Wine-ing
This is late in coming since I am now surrounded by delicious beer rather than delicious wine; however seeing as I have just recently been enlightened I will share my new found knowledge. Do you drink wine? Have you ever drunk French wine? If so you may have noticed something special about the cork of a French bottle, well not exactly the cork but the foil.
In French this is usually called: la capsule (CRD)

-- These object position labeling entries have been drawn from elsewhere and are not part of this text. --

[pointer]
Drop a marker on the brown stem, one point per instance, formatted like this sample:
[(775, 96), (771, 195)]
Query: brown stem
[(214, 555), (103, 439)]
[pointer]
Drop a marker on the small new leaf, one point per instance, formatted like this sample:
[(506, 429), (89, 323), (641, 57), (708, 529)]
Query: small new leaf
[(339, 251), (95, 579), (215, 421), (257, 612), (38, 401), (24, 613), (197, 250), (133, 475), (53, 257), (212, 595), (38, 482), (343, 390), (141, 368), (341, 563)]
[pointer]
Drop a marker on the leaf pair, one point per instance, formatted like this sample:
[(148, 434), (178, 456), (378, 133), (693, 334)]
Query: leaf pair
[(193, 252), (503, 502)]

Aka'F: l'opercule, la pastille, le sceau, la capsule-congé
This is the thing that covers up the cork and in France it has the symbol of Marianne (the female symbol of the French Republic) stamped onto it. Ok so we have the symbol of France but why is it on the bottle of wine in the first place and why is it important? First if you have seen this symbol you have just drunk a wine that was made in France and technically destined for French people because this cap means that it has been taxed as an alcohol in France, wines from France that do not have this stamp cap didnt pay duties and were meant to be drunk by non-Frenchies, which for some reason makes me suspicious.
Secondly, the color of the cap tells you a little bit about the wine.
Green-very good, AOC
Blue-not so good, table wine
*new* Brick Red (literally wine dregs red) -any wine (you aren't sure how good it is)
Yellow- Armagnac/Cognac
Orange-liquor
Lastly the cap tells you the number of the department (kind of like a county in a state) where the wine was bottled, the type of bottler (a middle man bottler or bottled at the winery {R,N,E}) and their official number as well as of course the amount of wine which is usually 75cl or 750ml for an average bottle.
You can find out so much about the wine before you even open it up; the style of wine, the grapes, the region, the color.
Ahh the suspense is killing me!
Very interesting information about the cork and color of the foil wrap.